Thousands Mark Memorial Day at Fort Snelling National Cemetery

Updated: 05/26/2014 8:08 PM
Created: 05/26/2014 8:05 PM
By: Stephen Tellier, KSTP

Thousands of Minnesotans spent part of their Memorial Day placing flowers, and saying a prayer, at the gravestones of their family's fallen veterans, WDIO sister station KSTP reports.

There are more than 180,000 service men and women buried at Fort Snelling National Cemetery. Each and every one gave their life for their country.

On Monday, thousands came to their final resting place to make sure they are never forgotten. There are many ways to remember.

At Fort Snelling National Cemetery, the ceremony was marked with music. But there were also countless moments of quiet reflection.

"John R. Paulson, PFC, U.S. Army," said Ellie Paulson, as she read the gravestone of her great-grandfather, who fought in World War II. "I miss him still, and I think I always will. I just like to honor him." 

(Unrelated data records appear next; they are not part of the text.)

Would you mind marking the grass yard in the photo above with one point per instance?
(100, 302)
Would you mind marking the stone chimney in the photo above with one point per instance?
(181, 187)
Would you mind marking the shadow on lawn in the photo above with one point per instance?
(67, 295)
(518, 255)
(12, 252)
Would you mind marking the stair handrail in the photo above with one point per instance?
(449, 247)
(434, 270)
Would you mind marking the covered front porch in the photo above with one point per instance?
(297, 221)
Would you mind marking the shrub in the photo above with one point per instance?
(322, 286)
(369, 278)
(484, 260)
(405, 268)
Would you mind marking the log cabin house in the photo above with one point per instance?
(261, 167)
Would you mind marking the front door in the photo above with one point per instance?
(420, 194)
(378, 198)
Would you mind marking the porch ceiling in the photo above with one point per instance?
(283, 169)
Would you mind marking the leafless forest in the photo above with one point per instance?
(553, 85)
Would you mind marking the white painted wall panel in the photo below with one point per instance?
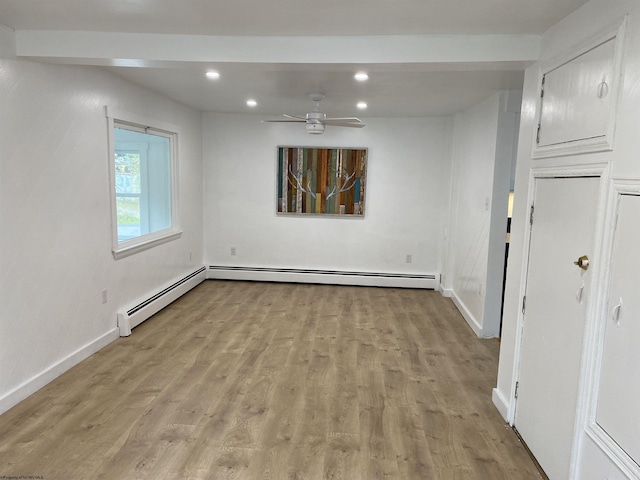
(407, 197)
(623, 160)
(482, 157)
(55, 215)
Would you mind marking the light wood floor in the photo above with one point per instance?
(242, 380)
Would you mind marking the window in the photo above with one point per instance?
(143, 168)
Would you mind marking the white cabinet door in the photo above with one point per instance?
(578, 97)
(618, 409)
(554, 319)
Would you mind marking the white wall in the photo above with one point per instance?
(624, 159)
(482, 154)
(408, 177)
(55, 231)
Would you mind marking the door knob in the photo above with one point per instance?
(582, 262)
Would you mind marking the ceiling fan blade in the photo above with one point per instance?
(344, 124)
(343, 119)
(285, 121)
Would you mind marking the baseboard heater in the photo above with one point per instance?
(335, 277)
(138, 313)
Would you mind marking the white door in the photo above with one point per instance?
(619, 393)
(562, 231)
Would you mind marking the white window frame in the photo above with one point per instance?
(145, 125)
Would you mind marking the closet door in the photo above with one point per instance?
(562, 232)
(618, 411)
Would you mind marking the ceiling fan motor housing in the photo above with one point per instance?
(315, 128)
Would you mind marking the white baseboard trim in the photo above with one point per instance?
(473, 323)
(34, 384)
(330, 277)
(445, 292)
(501, 403)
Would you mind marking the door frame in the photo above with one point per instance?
(601, 170)
(619, 186)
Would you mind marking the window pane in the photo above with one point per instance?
(128, 210)
(142, 182)
(127, 172)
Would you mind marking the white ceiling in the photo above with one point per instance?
(424, 57)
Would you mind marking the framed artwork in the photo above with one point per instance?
(321, 181)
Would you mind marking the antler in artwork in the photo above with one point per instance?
(345, 185)
(298, 185)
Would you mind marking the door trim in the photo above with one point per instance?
(620, 186)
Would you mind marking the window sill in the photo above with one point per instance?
(131, 247)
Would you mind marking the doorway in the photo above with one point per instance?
(562, 231)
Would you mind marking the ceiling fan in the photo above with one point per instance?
(315, 121)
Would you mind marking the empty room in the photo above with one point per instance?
(294, 240)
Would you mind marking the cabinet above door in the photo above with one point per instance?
(578, 98)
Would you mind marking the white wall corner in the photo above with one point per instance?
(38, 381)
(467, 315)
(7, 43)
(500, 403)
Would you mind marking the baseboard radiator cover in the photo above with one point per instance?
(143, 309)
(331, 277)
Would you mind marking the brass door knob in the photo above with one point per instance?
(582, 262)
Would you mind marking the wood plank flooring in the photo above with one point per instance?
(243, 380)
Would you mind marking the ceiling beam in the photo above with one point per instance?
(137, 49)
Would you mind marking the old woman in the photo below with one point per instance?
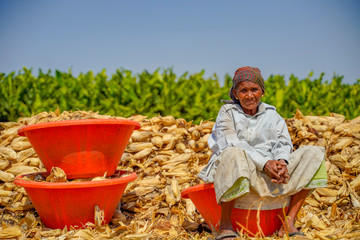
(252, 151)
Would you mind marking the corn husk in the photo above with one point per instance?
(167, 154)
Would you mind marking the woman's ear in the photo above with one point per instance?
(234, 93)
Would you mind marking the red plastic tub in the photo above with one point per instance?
(82, 148)
(203, 197)
(73, 204)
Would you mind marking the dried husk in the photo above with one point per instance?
(168, 153)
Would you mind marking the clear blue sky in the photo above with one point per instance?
(278, 36)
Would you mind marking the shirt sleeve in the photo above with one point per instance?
(224, 135)
(283, 147)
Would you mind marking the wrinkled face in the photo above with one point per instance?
(249, 95)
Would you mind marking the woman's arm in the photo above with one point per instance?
(224, 135)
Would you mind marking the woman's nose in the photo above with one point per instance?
(249, 94)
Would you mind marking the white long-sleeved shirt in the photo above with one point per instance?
(263, 136)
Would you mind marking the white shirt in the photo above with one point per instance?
(263, 136)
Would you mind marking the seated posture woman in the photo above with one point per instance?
(252, 150)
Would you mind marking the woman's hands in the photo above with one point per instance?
(277, 171)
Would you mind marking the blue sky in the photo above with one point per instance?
(279, 36)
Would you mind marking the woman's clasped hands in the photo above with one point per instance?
(277, 170)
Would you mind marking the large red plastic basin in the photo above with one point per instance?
(203, 197)
(73, 203)
(82, 148)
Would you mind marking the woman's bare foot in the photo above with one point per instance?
(228, 234)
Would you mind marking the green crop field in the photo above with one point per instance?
(191, 97)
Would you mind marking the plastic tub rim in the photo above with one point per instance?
(76, 122)
(203, 186)
(70, 185)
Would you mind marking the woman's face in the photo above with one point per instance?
(249, 95)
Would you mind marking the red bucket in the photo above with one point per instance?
(82, 148)
(73, 203)
(203, 197)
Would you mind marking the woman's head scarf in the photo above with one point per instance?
(243, 74)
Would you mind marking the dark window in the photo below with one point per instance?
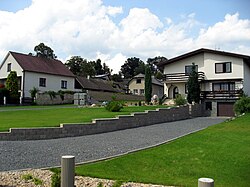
(224, 67)
(138, 81)
(186, 88)
(42, 82)
(9, 67)
(188, 69)
(225, 86)
(208, 105)
(64, 84)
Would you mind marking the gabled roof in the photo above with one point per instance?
(154, 80)
(41, 65)
(203, 50)
(97, 84)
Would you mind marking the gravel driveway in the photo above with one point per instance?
(15, 155)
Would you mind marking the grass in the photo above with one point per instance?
(54, 116)
(221, 152)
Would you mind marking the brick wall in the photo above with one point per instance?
(102, 125)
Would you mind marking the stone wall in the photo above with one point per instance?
(46, 99)
(101, 125)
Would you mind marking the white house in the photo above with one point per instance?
(43, 73)
(222, 75)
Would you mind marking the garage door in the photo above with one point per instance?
(225, 109)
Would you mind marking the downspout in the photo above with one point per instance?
(23, 83)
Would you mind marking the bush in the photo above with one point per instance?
(114, 106)
(56, 179)
(180, 100)
(242, 105)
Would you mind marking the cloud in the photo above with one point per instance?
(87, 28)
(232, 30)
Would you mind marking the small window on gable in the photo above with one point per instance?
(138, 81)
(8, 67)
(224, 67)
(64, 84)
(42, 82)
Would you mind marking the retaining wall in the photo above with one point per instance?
(101, 125)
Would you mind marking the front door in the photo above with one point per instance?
(175, 92)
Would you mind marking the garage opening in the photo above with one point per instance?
(225, 109)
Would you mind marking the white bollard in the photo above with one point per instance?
(68, 171)
(205, 182)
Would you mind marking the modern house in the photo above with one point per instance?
(137, 86)
(223, 77)
(43, 73)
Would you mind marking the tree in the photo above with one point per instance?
(155, 64)
(12, 84)
(116, 77)
(44, 51)
(193, 86)
(148, 84)
(132, 67)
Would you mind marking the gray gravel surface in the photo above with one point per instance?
(15, 155)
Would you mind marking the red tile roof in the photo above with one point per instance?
(41, 65)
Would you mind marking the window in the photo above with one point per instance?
(186, 89)
(141, 91)
(42, 82)
(135, 91)
(8, 67)
(64, 84)
(224, 67)
(226, 86)
(188, 69)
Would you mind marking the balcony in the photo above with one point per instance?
(232, 94)
(180, 77)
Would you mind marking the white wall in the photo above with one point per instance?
(209, 67)
(14, 67)
(246, 83)
(53, 82)
(179, 66)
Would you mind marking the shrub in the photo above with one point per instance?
(56, 179)
(114, 106)
(180, 100)
(33, 92)
(242, 105)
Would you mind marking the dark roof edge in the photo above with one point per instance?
(204, 50)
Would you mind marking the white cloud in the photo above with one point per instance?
(86, 28)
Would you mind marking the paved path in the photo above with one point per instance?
(16, 155)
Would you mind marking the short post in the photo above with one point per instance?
(205, 182)
(68, 171)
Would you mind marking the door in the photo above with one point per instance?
(175, 92)
(225, 109)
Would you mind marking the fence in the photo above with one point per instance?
(104, 125)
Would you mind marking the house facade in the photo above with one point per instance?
(137, 86)
(42, 73)
(222, 76)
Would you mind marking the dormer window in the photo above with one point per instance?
(138, 81)
(9, 67)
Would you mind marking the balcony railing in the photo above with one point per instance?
(232, 94)
(180, 77)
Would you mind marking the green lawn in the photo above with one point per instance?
(52, 116)
(221, 152)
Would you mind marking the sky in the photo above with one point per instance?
(114, 30)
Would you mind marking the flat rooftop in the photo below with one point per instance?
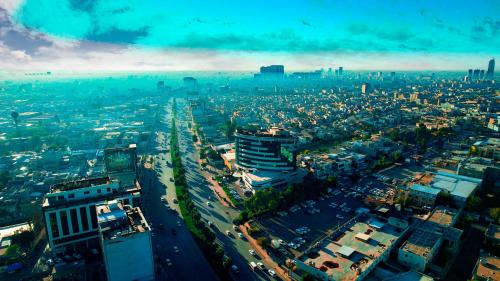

"Two years ago, she marched in the parade with her great-grandpa, and that was really special to him, and then he passed away. And last year, she marched with her great-grandma, and she passed away. So we're going to carry on the tradition every year, to come support our veterans," said Melissa Paulson, Ellie's mother.

Ellie's support came in the form of her great-grandmother's Purple Heart hat. "It makes me feel like a real purple heart," Ellie said.

"It's important to remember our loved ones and all the sacrifices that they went through," Melissa said.

That applies whether you're too young to really appreciate sacrifice, or old enough to know exactly what it really means.

"If I didn't come, Robby would wonder why," said Kay Nickelson, about her husband, a World War II pilot.

He died three decades ago.

"He was very soldier-like. He wanted to be the best, and he was," Nickelson said.

The same could be said about every name at the cemetery, each engraved in stone, forever deserving of our salute. "

It just makes you remember just how important your family is, and the veterans, and all that they do for us, and how important it is to honor them," Melissa Paulson said.